Vincenzo Nibali : Un dernier Tour chez Liquigas ?
On évoque constamment les relations tendues entre les frères Schleck et leur employeur Johan Bruyneel, mais cette sombre atmosphère ne se limite pas au clan RadioShack : Liquigas vit également des moments difficiles. En recherche d’un sponsor repreneur, Roberto Amadio doit aussi négocier avec son meilleur grimpeur Vincenzo Nibali. Lequel, auteur d’un début de saison tonitruant s’est quelque peu tassé, et ce depuis les rumeurs qui l’envoie chez Astana dès l’an prochain. L’intéressé ne dément pas l’information, mais reste en contact avec son équipe actuelle. C’est dans ce climat tendu que le Rital aborde la Grande Boucle. Liquigas aligne à ses côtés un équipier de luxe en la personne d’Ivan Basso. Les Transalpins espèrent ainsi que leur poulain va enfin dominer les débats sur les routes de France. De plus, le requin de Messine possède une arme de taille. S’il ne devrait pas perdre trop de temps dans les chronos, il est capable de combler les écarts dans les descentes. Toutefois, ses derniers résultats laissent à désirer : sur le Dauphiné et en Californie, Nibali n’a jamais été apte à jouer les troubles fêtes.

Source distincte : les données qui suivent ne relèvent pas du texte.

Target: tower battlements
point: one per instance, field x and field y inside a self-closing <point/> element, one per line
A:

Jurgen Van Den Broeck : Une revanche sur le Cantal
La Belgique retrouve des couleurs dans les Grands Tours : Avec Monfort sixième de la Vuelta, et De Gendt sur le podium du Giro, Van Den Broeck reste le meilleur atout en montagne. Le Belge a déjà brillé sur les routes du la plus grande compétition cycliste du monde : quatrième en 2010, il n’a pas rencontré la même réussite l’an dernier. La faute à cette maudite descente du Pas de Peyrol qui a anéanti les espoirs de plusieurs favoris. Car Van Den Broeck pouvait viser mieux qu’un podium. Au fur et à mesure que les prétendants au titre abandonnaient, les chances de voir le natif de Morkhoven en jaune à Paris grandissaient. VDB aborde donc l’édition 2012 avec un esprit de revanche. De plus, la Grande Boucle prend son départ depuis sa Belgique natale. Motivé par son public, le Lotto semble être le seul coureur capable de mener la vie dure aux Sky. Celui qui n’a jamais flanché dans le Dauphiné a démontré une forme assidue. Lui qui prétendait émettre des doutes quant à sa condition s’est vite rassuré. Mieux, en réalisant le onzième temps du long contre-la-montre à Bourg-en-Bresse, le Belge a retrouvé ses qualités juvéniles de rouleur. De quoi espérer mieux qu’un simple podium à Paris…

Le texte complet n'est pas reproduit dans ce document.